I served his mass only once, when he substituted for our regular chaplain. And I had to really hustle. But what was memorable was his reaction to my grand aunt’s confession that he heard before Mass.
Now, chapels did not have the conventional cubicles as confessionals, but just a chair at one end of the communion railing with a 2’ X 2’ slatted screen on the railing separating the seated priest from the kneeling penitent. And it’s here that my grand aunt Ann Marie, more popularly known by the nickname bokdi (female goat), knelt to make her daily confession. Since Ann Marie was a short and overweight woman in her seventies who painfully shuffled along with the aid of a cane, I often wondered what sins she could have committed to warrant a confession every day. Anyway, no sooner had she gone through the daily recitation of her sins, than Padre Paul shot off his chair, pointed towards the main door and hollered in Konkani: “Is THIS what you came to confess? Vasimbora (Get lost).” The old woman was so humiliated that she just cast down her head and meekly limped back to her pew. However, the next morning she was back at the confessional happy to see the return of the regular chaplain. But something tells me that from then on she had some novel sins up her sleeve just in case Padre Paul ever returned to the chapel.
A few months later, I had an embarrassing experience myself when an old priest from another village had to sub for the chaplain. He was of my dad’s generation – a period in time when it was the custom to have kids gather around the chaplain before mass for catechism. Well, this priest got about five of us youngsters to stand around him in the nave while he sat on a raised platform in a carved, high-backed, armchair from which priests would deliver the esteçao (homily) on Sundays. The pulpit was used only on feast days and other solemn occasions to deliver the fiery sermão (sermon).
Anyway, the old priest started by asking us to make the sign of the cross. The other boys crossed themselves in the Goan traditional way in which they used the thumb to make a sign of the cross on their forehead, followed by a similar sign on their lips and then one on the chest before crossing themselves again as English-speaking Catholics would do. Well, when it was my turn and I crossed myself just once “in the name of the Father, the Son, and the Holy Ghost”, the old priest thought that I was playing the fool. He scowled and exclaimed in Konkani “Did your mother not teach you how to pray?!” Stunned, I began to mumble an explanation when the sacristan mercifully interrupted me to signal the priest to get ready for Mass. As he strode away towards the sacristy, I lowered my head in shame, only to see through the corner of my eye my teacher, Miss Mabel, suppressing a chuckle as she looked on with amusement.

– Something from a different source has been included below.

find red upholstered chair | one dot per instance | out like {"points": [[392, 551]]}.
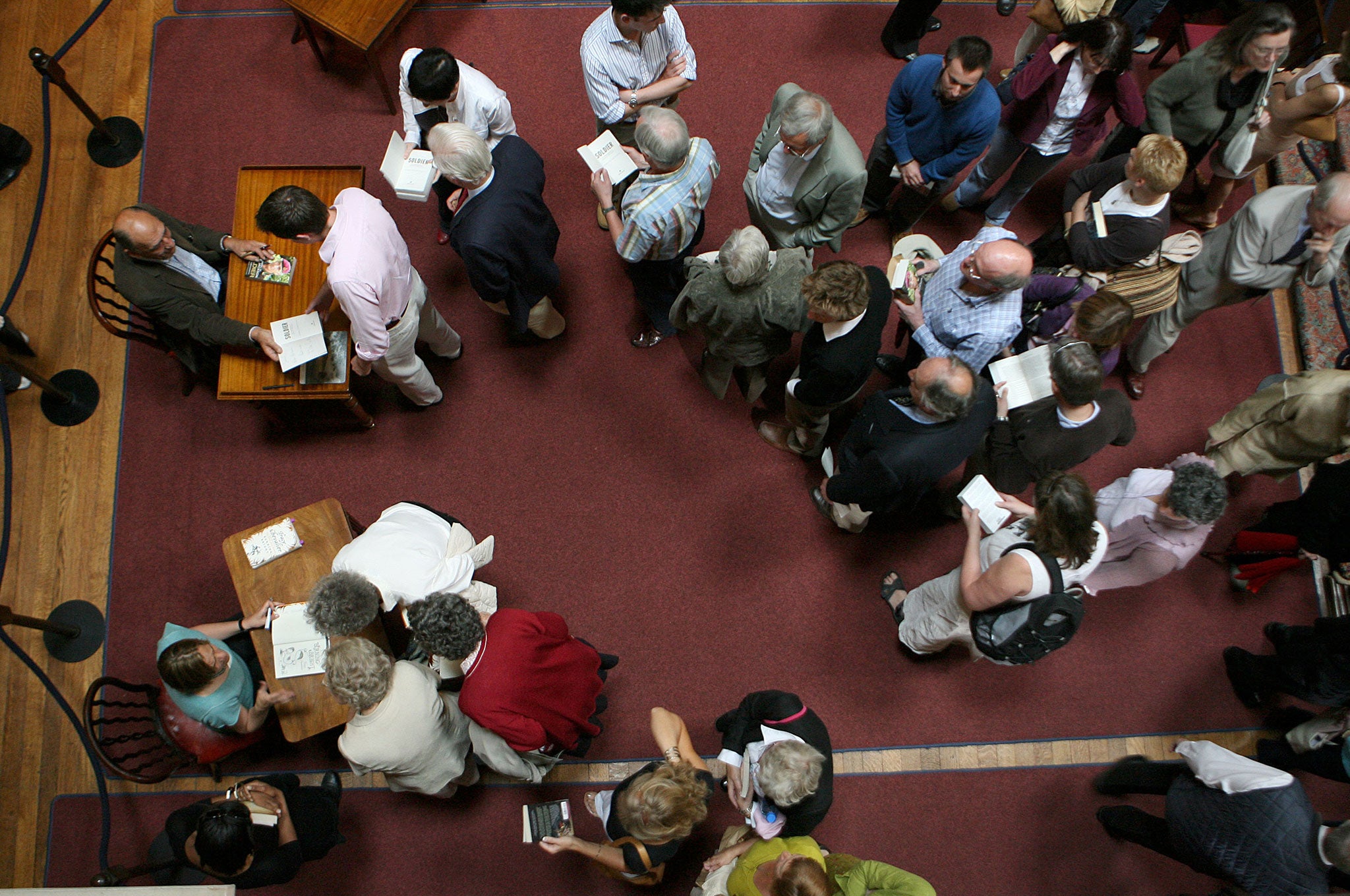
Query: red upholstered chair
{"points": [[142, 736]]}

Attending mass was an integral part of village custom, yet it was the only one that did not subscribe to Goa’s laid back susegad ambience. Goans could be expected to be late at baptisms, weddings, funerals, soccer games, parties, dances, or just about any other event, … but NEVER at Mass
As kids, we believed that if we were late for mass, not only would there be hell to pay, figuratively speaking, when we got home… but spiritually, too, in the netherworld.